Lurk'd in her Hand, and mourn'd his captive Queen.
He springs to Vengeance with an eager pace,
And falls like Thunder on the prostrate Ace (iii. 95−98)

Indeed, it is quite obvious that (as in most card games) the cards determine the decisions of the players at least as much as the players [→page 234] determine the functions (or, as Pope represents them, the initiatives and relative strength) of the cards.

Ultimately, however, the "Fate" (iii.66) that is symbolized by and disposes the cards is really Pope, whose purpose (if we may infer it from the effect) was to produce, at the very center of his pivotal canto, a parabolic action that parallels, in miniature, the beautifully shaped action of the poem as a whole.11) But there is a contrast between these smaller and larger actions. As noted by Ralph Cohen, Belinda's success is due entirely to her male cards—her three Matadores, her King of Spades, her King of Hearts.14) But the cards would seem to be stacked against her in the larger game, whose rules approximate those of life itself.

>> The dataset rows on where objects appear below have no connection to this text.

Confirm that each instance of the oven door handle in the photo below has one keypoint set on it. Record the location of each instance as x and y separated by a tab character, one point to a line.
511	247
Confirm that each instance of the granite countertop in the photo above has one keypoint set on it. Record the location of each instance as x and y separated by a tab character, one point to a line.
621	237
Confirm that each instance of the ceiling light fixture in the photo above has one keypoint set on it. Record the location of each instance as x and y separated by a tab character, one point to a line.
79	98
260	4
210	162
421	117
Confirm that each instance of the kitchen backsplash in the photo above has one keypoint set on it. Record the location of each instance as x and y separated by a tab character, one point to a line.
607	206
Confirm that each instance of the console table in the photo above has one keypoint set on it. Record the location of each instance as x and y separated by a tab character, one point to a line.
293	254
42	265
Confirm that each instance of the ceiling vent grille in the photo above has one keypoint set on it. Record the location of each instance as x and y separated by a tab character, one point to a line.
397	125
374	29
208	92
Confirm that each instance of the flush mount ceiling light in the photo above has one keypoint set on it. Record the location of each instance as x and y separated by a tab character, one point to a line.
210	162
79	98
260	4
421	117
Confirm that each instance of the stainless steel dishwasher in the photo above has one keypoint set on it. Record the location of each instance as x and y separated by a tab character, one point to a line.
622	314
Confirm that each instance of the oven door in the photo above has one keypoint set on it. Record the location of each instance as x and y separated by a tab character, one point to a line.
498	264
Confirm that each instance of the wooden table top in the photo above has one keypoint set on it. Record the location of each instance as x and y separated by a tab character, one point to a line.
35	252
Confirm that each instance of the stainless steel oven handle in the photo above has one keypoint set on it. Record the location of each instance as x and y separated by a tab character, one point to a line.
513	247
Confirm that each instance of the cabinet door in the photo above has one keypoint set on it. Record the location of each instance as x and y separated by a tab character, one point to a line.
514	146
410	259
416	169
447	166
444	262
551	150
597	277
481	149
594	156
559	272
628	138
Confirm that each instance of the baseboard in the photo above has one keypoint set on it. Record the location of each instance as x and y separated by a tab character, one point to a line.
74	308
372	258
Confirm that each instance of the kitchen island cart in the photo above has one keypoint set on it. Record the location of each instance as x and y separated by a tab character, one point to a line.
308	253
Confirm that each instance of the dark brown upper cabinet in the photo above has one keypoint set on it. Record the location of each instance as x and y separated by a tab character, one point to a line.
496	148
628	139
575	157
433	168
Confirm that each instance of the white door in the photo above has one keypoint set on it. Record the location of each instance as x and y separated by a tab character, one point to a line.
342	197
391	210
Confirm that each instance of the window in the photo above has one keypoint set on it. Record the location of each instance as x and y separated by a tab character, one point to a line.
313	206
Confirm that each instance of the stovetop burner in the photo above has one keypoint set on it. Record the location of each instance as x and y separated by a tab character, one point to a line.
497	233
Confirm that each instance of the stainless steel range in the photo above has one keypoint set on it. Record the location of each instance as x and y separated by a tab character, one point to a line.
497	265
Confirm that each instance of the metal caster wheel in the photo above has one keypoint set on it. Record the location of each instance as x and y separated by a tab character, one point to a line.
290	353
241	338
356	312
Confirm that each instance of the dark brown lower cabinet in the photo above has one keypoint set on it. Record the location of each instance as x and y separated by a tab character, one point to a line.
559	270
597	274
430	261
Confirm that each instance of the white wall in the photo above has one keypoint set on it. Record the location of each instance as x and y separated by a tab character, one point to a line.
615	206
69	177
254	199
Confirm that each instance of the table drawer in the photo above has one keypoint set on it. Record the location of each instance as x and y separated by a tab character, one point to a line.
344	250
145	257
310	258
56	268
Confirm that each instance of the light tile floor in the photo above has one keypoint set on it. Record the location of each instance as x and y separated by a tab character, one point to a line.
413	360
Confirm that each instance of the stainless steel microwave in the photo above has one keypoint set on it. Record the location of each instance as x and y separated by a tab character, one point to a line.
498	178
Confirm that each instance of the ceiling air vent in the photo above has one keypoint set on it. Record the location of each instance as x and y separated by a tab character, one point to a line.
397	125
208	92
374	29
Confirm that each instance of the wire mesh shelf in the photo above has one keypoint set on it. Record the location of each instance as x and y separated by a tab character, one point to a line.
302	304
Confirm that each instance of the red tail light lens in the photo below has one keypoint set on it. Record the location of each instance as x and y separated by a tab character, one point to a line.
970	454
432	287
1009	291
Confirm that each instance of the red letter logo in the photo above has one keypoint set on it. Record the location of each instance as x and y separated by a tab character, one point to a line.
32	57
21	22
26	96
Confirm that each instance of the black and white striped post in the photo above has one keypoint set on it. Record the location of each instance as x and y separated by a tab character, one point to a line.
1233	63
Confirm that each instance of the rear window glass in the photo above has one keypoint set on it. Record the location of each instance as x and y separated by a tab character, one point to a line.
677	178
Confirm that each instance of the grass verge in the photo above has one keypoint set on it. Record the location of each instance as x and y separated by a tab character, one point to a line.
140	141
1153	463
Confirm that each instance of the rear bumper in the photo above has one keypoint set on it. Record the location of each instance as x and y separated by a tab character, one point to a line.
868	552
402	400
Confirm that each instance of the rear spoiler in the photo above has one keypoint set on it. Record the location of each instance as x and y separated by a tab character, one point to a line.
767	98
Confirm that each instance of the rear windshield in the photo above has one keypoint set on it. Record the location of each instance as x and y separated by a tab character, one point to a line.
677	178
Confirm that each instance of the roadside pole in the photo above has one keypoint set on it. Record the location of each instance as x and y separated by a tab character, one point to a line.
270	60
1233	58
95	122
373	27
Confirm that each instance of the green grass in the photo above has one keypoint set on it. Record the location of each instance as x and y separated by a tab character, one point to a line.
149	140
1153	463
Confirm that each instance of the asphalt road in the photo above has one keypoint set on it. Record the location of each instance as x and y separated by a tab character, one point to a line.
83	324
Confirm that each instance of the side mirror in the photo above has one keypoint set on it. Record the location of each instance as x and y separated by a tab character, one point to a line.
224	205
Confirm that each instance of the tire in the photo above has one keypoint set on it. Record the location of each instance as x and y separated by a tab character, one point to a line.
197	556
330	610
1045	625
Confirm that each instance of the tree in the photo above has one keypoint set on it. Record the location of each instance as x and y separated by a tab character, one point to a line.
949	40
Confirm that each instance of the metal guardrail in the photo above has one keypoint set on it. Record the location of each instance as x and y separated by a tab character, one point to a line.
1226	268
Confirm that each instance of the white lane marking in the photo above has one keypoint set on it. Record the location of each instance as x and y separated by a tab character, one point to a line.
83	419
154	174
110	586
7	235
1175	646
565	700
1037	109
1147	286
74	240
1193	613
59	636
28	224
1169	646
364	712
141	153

Pope intimates as much (albeit through tactful euphemism) when he describes the distinct minority of court cards that are female: the "four fair Queens whose hands sustain a Flow'r, ⁄ Th'expressive Emblem of their softer Pow'r" (iii.39−40; italics mine).

Victoria University of Wellington
New Zealand



Works Cited

Cohen, Ralph. “The Reversal of Gender in ‘The Rape of the Lock.'” South Atlantic Bulletin 37.4 (1972): 54−60.

Fletcher, Edward G. “Belinda’s Game of Ombre.” Studies in English 15 (1935): 28−38.

Pope, Alexander. The Rape of the Lock and Other Poems. Ed. Geoffrey Tillotson. 3rd ed. London: Methuen, 1962.

Tillotson, Geoffrey. “Appendix C.” The Rape of the Lock and Other Poems. By Alexander Pope. Ed. Geoffrey Tillotson. 3rd ed. London: Methuen, 1962. 383−92.

Wimsatt, W. K. “The Game of Ombre in The Rape of the Lock.” Review of English Studies ns 1.2 (1950): 136−43.